Vai ser obrigatório aceitar pagamentos eletrónicos?

O Banco de Portugal propôs obrigar as empresas a aceitarem pelo menos um meio de pagamento eletrónico. Aqui está o que está em cima da mesa, os prazos e o que deves fazer.

Atualizado em junho de 2026 · leitura de 4 min

Se ainda só aceitas dinheiro no teu negócio, há uma mudança a caminho que convém acompanhares. O Banco de Portugal incluiu, na sua Estratégia Nacional para os Pagamentos de Retalho 2030, a intenção de tornar obrigatório que as empresas aceitem pelo menos um instrumento de pagamento eletrónico, além do numerário.

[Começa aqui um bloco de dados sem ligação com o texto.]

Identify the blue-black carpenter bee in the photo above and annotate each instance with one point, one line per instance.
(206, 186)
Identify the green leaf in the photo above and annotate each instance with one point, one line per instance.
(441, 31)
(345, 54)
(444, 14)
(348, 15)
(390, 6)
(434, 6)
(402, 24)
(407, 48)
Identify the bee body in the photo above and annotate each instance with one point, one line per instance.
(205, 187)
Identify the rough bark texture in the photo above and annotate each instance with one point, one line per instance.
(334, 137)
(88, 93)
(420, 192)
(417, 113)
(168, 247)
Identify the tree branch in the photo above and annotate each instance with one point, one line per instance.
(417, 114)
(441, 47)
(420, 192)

O que está mesmo a ser proposto

A medida não obriga ninguém a deixar de aceitar dinheiro. O que se pretende é garantir que o consumidor tem sempre uma alternativa eletrónica disponível — seja cartão, MB WAY ou outro meio digital — em qualquer estabelecimento. Por outras palavras: passaria a não ser permitido um comércio aceitar apenas dinheiro.

Importante: esta obrigatoriedade ainda não está em vigor. Trata-se de uma proposta colocada em consulta pública até 28 de julho de 2026, e a sua entrada em vigor dependerá de alteração legislativa. Ou seja: a direção é clara, mas o calendário exato ainda não está fechado.

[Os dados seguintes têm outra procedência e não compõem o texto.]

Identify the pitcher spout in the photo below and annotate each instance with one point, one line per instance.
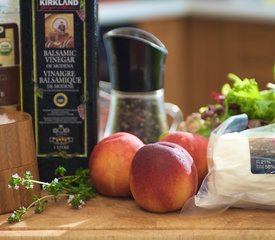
(136, 60)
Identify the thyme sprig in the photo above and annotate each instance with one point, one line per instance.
(76, 188)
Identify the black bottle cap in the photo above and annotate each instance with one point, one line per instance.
(136, 60)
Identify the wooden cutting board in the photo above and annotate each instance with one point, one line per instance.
(107, 218)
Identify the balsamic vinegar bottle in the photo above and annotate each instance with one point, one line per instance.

Porque é que isto está a acontecer

O uso de dinheiro físico tem vindo a cair e os pagamentos digitais não param de crescer em Portugal. O objetivo do regulador é adaptar as regras a esta realidade, reduzir a dependência do numerário e garantir que ninguém fica de fora por um comerciante não ter forma de aceitar um pagamento eletrónico.

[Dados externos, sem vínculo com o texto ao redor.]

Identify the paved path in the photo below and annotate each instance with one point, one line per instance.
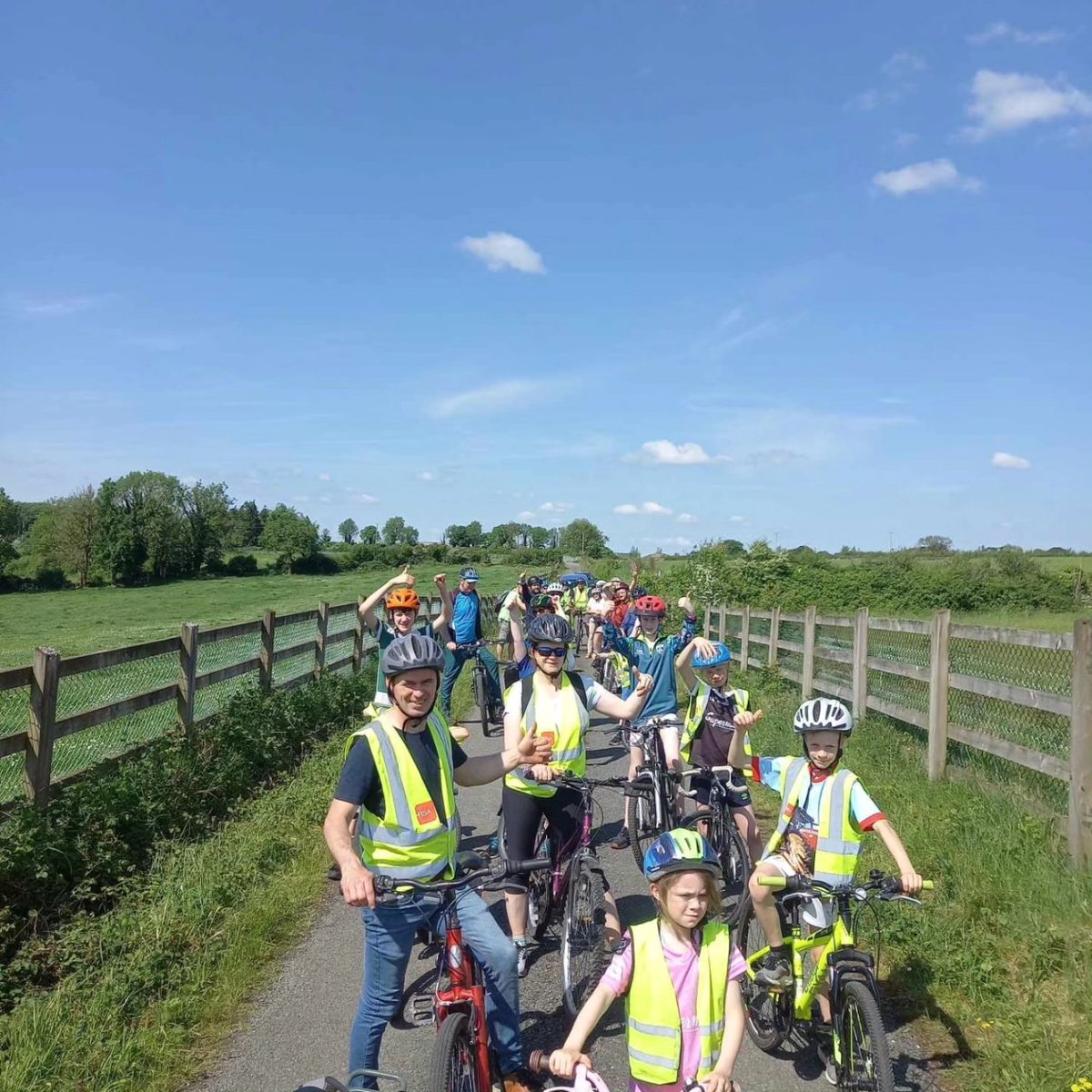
(299, 1026)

O que muda para o teu negócio

Na prática, se a proposta avançar, qualquer empresa que receba pagamentos de clientes terá de ter, no mínimo, uma solução eletrónica ativa. As boas notícias:

O que deves fazer já

Não há motivo para pânico, mas há motivo para preparação. O passo mais inteligente é perceber qual a solução certa para o teu tipo de negócio e volume de vendas — porque o terminal ideal para um café à esquina não é o mesmo que para uma loja online ou para quem vende em feiras.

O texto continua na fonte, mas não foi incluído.